Do I ever need to run git gc on a bare repo?

19,004

Solution 1

As Jefromi commented on Dan's answer, git gc should be called automatically called during "normal" use of a bare repository.

I just ran git gc --aggressive on two bare, shared repositories that have been actively used; one with about 38 commits the past 3-4 weeks, and the other with about 488 commits over roughly 3 months. Nobody has manually run git gc on either repository.

Smaller repository

$ git count-objects
333 objects, 595 kilobytes

$ git count-objects -v
count: 333
size: 595
in-pack: 0
packs: 0
size-pack: 0
prune-packable: 0
garbage: 0

$ git gc --aggressive
Counting objects: 325, done.
Delta compression using up to 4 threads.
Compressing objects: 100% (323/323), done.
Writing objects: 100% (325/325), done.
Total 325 (delta 209), reused 0 (delta 0)
Removing duplicate objects: 100% (256/256), done.

$ git count-objects -v
count: 8
size: 6
in-pack: 325
packs: 1
size-pack: 324
prune-packable: 0
garbage: 0

$ git count-objects
8 objects, 6 kilobytes

Larger repository

$ git count-objects
4315 objects, 11483 kilobytes

$ git count-objects -v
count: 4315
size: 11483
in-pack: 9778
packs: 20
size-pack: 15726
prune-packable: 1395
garbage: 0

$ git gc --aggressive
Counting objects: 8548, done.
Delta compression using up to 4 threads.
Compressing objects: 100% (8468/8468), done.
Writing objects: 100% (8548/8548), done.
Total 8548 (delta 7007), reused 0 (delta 0)
Removing duplicate objects: 100% (256/256), done.

$ git count-objects -v
count: 0
size: 0
in-pack: 8548
packs: 1
size-pack: 8937
prune-packable: 0
garbage: 0

$ git count-objects
0 objects, 0 kilobytes

I wish I had thought of it before I gced these two repositories, but I should have run git gc without the --aggressive option to see the difference. Luckily I have a medium-sized active repository left to test (164 commits over nearly 2 months).

$ git count-objects -v
count: 1279
size: 1574
in-pack: 2078
packs: 6
size-pack: 2080
prune-packable: 607
garbage: 0

$ git gc
Counting objects: 1772, done.
Delta compression using up to 4 threads.
Compressing objects: 100% (1073/1073), done.
Writing objects: 100% (1772/1772), done.
Total 1772 (delta 1210), reused 1050 (delta 669)
Removing duplicate objects: 100% (256/256), done.

$ git count-objects -v
count: 0
size: 0
in-pack: 1772
packs: 1
size-pack: 1092
prune-packable: 0
garbage: 0

$ git gc --aggressive
Counting objects: 1772, done.
Delta compression using up to 4 threads.
Compressing objects: 100% (1742/1742), done.
Writing objects: 100% (1772/1772), done.
Total 1772 (delta 1249), reused 0 (delta 0)

$ git count-objects -v
count: 0
size: 0
in-pack: 1772
packs: 1
size-pack: 1058
prune-packable: 0
garbage: 0

Running git gc clearly made a large dent in count-objects, even though we regularly push to and fetch from this repository. But upon reading the manpage for git config, I noticed that the default loose object limit is 6700, which we apparently had not yet reached.

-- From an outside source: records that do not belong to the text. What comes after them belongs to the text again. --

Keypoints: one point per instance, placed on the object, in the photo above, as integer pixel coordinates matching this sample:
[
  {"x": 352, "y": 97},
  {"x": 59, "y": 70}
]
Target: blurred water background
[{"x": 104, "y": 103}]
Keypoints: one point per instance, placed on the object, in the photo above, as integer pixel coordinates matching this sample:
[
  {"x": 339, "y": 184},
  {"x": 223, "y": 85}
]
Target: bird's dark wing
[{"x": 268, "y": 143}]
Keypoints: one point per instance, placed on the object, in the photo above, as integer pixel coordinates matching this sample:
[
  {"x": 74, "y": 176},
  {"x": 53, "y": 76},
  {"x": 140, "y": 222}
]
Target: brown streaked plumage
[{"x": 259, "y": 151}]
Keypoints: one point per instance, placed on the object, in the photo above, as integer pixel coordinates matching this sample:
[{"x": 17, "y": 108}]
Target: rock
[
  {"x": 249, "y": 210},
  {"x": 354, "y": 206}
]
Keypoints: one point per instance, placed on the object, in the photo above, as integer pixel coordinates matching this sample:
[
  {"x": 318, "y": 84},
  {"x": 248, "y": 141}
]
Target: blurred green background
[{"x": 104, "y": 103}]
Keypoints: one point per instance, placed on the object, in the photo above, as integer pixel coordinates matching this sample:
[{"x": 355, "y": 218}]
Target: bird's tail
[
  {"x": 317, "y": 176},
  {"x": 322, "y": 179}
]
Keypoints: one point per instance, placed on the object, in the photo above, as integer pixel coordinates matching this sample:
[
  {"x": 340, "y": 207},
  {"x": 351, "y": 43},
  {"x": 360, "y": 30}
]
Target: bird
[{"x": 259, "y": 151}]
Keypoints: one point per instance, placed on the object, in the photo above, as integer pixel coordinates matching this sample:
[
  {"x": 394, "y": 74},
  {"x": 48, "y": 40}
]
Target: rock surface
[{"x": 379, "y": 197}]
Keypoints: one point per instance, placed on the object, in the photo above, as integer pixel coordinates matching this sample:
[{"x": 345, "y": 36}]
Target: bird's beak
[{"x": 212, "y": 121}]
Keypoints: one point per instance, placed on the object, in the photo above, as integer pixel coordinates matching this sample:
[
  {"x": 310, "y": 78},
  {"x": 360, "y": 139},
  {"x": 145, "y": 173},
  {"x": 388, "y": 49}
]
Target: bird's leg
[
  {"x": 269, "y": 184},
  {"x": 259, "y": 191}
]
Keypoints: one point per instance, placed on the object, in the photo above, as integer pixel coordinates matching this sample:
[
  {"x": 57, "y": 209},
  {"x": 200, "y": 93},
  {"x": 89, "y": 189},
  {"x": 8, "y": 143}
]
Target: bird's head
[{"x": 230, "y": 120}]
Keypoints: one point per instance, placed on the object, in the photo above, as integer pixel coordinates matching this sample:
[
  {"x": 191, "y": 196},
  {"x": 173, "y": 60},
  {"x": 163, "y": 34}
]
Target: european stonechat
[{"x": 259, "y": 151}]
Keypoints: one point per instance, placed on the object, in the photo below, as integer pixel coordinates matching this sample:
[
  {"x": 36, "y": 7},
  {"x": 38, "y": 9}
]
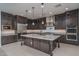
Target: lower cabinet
[
  {"x": 64, "y": 40},
  {"x": 8, "y": 39},
  {"x": 42, "y": 45}
]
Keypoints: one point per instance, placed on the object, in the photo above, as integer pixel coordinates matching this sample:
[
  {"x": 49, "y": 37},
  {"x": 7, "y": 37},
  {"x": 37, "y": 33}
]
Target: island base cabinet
[
  {"x": 42, "y": 45},
  {"x": 8, "y": 39}
]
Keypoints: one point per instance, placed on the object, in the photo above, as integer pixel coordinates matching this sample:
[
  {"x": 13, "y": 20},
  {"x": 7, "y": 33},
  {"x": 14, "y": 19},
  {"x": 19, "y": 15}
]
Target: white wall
[{"x": 0, "y": 28}]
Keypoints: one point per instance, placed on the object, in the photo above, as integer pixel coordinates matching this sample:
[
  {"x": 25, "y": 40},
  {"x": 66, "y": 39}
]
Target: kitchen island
[{"x": 44, "y": 43}]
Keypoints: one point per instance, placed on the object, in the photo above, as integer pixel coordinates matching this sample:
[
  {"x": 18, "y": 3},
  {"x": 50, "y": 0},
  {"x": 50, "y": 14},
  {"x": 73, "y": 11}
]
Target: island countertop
[{"x": 43, "y": 37}]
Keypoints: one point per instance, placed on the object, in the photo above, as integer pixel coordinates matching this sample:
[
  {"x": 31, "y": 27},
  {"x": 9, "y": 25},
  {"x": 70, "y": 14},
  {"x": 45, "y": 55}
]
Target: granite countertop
[{"x": 44, "y": 37}]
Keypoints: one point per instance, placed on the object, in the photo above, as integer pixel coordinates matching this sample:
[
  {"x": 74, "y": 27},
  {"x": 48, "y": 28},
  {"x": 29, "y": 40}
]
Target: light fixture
[
  {"x": 30, "y": 11},
  {"x": 33, "y": 11},
  {"x": 33, "y": 23},
  {"x": 42, "y": 22},
  {"x": 26, "y": 24},
  {"x": 50, "y": 13},
  {"x": 42, "y": 5}
]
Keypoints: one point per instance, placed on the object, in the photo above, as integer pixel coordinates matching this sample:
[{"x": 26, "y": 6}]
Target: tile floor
[{"x": 15, "y": 49}]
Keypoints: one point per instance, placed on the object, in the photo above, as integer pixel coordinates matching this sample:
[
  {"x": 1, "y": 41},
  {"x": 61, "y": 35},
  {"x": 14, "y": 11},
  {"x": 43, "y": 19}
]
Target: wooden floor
[{"x": 15, "y": 49}]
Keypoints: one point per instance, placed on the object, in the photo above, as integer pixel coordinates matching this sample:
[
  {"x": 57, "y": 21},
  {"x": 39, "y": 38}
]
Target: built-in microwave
[{"x": 6, "y": 27}]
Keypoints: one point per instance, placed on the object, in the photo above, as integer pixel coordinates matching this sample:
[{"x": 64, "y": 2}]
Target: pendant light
[
  {"x": 42, "y": 6},
  {"x": 33, "y": 14},
  {"x": 26, "y": 16}
]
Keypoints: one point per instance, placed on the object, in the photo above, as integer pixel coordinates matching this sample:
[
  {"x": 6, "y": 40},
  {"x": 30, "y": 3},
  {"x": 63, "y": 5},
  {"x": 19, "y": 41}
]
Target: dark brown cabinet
[
  {"x": 21, "y": 19},
  {"x": 36, "y": 23},
  {"x": 8, "y": 39},
  {"x": 71, "y": 26},
  {"x": 8, "y": 19},
  {"x": 60, "y": 21}
]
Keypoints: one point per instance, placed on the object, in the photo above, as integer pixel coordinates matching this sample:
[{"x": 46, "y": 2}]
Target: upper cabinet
[
  {"x": 7, "y": 20},
  {"x": 21, "y": 19},
  {"x": 60, "y": 21},
  {"x": 72, "y": 18},
  {"x": 36, "y": 23}
]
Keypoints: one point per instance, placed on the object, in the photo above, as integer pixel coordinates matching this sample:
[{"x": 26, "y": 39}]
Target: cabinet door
[
  {"x": 8, "y": 39},
  {"x": 72, "y": 17},
  {"x": 28, "y": 41},
  {"x": 60, "y": 21}
]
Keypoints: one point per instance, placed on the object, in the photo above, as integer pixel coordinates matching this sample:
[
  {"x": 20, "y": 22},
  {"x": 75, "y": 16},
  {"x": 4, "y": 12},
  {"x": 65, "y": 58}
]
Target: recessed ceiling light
[
  {"x": 66, "y": 9},
  {"x": 42, "y": 5},
  {"x": 50, "y": 12},
  {"x": 30, "y": 11}
]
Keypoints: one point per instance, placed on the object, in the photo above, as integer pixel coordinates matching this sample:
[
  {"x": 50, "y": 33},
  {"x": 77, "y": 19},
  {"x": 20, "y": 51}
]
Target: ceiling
[{"x": 19, "y": 9}]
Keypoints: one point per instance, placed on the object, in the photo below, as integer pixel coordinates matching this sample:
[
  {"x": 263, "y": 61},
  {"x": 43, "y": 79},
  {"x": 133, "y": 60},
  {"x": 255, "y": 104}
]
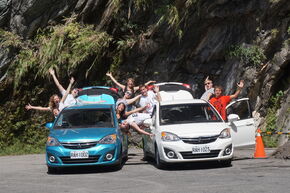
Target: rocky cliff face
[{"x": 227, "y": 40}]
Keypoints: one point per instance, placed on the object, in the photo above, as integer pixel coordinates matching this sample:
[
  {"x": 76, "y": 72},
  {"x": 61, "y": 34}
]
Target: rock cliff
[{"x": 184, "y": 40}]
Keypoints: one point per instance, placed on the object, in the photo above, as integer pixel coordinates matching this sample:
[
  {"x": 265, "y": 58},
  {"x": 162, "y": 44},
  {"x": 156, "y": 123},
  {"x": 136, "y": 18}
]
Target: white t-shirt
[
  {"x": 138, "y": 118},
  {"x": 149, "y": 100}
]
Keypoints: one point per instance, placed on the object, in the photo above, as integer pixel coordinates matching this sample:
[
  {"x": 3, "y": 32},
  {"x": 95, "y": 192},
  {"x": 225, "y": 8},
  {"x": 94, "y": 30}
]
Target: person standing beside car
[
  {"x": 209, "y": 90},
  {"x": 219, "y": 101},
  {"x": 149, "y": 98}
]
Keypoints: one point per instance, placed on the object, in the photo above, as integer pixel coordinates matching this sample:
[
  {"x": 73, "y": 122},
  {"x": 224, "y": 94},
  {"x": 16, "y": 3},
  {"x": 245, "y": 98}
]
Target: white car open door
[{"x": 241, "y": 123}]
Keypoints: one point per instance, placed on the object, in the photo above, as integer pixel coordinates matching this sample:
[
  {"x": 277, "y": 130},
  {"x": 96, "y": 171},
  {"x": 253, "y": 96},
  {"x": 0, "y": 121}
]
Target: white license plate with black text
[
  {"x": 79, "y": 154},
  {"x": 200, "y": 149}
]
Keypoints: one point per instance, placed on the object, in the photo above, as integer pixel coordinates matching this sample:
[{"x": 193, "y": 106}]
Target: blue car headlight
[
  {"x": 225, "y": 134},
  {"x": 109, "y": 139},
  {"x": 51, "y": 141},
  {"x": 166, "y": 136}
]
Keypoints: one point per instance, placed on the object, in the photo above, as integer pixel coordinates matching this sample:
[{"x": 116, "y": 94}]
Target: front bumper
[
  {"x": 183, "y": 152},
  {"x": 97, "y": 155}
]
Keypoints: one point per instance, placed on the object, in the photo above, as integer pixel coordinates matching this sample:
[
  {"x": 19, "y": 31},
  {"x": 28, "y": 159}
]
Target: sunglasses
[{"x": 128, "y": 93}]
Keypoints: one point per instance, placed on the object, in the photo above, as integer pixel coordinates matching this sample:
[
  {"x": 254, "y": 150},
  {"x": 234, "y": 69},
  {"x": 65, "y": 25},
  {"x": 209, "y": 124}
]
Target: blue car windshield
[
  {"x": 188, "y": 113},
  {"x": 85, "y": 118}
]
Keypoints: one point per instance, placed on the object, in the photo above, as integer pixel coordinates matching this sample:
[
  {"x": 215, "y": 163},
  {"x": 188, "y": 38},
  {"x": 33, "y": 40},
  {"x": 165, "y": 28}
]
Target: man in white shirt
[
  {"x": 209, "y": 90},
  {"x": 135, "y": 121},
  {"x": 149, "y": 98}
]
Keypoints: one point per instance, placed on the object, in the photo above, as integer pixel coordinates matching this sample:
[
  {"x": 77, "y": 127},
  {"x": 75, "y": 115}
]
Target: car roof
[
  {"x": 98, "y": 93},
  {"x": 183, "y": 101},
  {"x": 90, "y": 106}
]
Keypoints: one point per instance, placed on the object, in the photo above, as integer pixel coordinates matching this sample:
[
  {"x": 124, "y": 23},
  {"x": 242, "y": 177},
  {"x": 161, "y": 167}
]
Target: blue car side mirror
[{"x": 48, "y": 125}]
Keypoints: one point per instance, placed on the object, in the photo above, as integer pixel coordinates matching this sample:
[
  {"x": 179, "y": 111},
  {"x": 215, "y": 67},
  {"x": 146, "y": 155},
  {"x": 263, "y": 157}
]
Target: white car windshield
[
  {"x": 84, "y": 118},
  {"x": 187, "y": 113}
]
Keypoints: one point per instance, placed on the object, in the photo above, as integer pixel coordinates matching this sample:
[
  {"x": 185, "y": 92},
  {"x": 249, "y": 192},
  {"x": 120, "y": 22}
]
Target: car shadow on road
[
  {"x": 84, "y": 170},
  {"x": 191, "y": 165}
]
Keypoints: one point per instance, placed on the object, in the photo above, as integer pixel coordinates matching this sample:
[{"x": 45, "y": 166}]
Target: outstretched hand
[
  {"x": 241, "y": 84},
  {"x": 51, "y": 71},
  {"x": 28, "y": 107},
  {"x": 206, "y": 78},
  {"x": 109, "y": 74},
  {"x": 156, "y": 89},
  {"x": 72, "y": 80}
]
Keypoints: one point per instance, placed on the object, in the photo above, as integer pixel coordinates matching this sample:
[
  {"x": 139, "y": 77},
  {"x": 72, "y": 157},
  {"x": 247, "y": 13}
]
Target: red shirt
[{"x": 220, "y": 104}]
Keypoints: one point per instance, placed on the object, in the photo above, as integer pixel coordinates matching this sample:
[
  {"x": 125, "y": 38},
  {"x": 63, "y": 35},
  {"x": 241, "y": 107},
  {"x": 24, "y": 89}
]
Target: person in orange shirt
[{"x": 220, "y": 101}]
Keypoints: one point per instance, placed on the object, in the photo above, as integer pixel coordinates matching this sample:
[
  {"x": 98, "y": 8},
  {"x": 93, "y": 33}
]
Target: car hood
[
  {"x": 81, "y": 134},
  {"x": 195, "y": 129}
]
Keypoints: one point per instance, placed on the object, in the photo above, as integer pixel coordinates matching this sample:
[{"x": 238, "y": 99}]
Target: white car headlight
[
  {"x": 225, "y": 133},
  {"x": 109, "y": 139},
  {"x": 51, "y": 141},
  {"x": 166, "y": 136}
]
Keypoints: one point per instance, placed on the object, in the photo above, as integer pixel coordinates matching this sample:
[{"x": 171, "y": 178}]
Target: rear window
[
  {"x": 187, "y": 113},
  {"x": 85, "y": 118}
]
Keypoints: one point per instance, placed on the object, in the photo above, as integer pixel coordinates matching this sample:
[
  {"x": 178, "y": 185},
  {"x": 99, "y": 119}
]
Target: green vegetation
[
  {"x": 271, "y": 120},
  {"x": 274, "y": 32},
  {"x": 63, "y": 47},
  {"x": 250, "y": 55}
]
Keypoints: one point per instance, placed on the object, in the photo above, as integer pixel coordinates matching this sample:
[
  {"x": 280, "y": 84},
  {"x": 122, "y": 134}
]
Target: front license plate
[
  {"x": 79, "y": 154},
  {"x": 200, "y": 149}
]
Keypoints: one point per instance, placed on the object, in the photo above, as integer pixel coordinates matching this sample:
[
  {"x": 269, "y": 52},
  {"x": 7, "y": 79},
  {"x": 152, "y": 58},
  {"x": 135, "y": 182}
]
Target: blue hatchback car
[{"x": 85, "y": 135}]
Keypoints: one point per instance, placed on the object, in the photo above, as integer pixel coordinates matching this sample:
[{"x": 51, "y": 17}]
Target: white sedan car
[{"x": 190, "y": 130}]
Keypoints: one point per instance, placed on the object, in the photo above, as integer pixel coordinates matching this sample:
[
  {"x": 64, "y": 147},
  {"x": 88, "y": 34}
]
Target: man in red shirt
[{"x": 220, "y": 102}]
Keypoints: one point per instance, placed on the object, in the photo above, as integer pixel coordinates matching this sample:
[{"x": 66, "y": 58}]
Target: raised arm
[
  {"x": 72, "y": 80},
  {"x": 240, "y": 86},
  {"x": 149, "y": 82},
  {"x": 205, "y": 82},
  {"x": 131, "y": 101},
  {"x": 59, "y": 86},
  {"x": 137, "y": 128},
  {"x": 140, "y": 109},
  {"x": 29, "y": 107},
  {"x": 109, "y": 74},
  {"x": 156, "y": 90}
]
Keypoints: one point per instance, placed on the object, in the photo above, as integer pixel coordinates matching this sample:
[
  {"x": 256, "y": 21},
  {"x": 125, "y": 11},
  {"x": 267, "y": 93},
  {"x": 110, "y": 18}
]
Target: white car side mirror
[
  {"x": 148, "y": 122},
  {"x": 233, "y": 117}
]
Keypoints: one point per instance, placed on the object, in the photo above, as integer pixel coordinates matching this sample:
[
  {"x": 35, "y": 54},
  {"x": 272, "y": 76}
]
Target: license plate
[
  {"x": 200, "y": 149},
  {"x": 79, "y": 154}
]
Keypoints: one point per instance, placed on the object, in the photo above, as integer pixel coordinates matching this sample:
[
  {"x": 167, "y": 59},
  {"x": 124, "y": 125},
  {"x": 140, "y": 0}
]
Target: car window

So it appears that the conclusion is no, you don't need to run git gc manually on a bare repo;* but with the default setting for gc.auto, it might be a long time before garbage collection occurs automatically.


* Generally, you shouldn't need to run git gc. But sometimes you might be strapped for space and you should run git gc manually or set gc.auto to a lower value. My case for the question was simple curiosity, though.

Solution 2

From the git-gc man page:

Users are encouraged to run this task on a regular basis within each repository to maintain good disk space utilization and good operating performance.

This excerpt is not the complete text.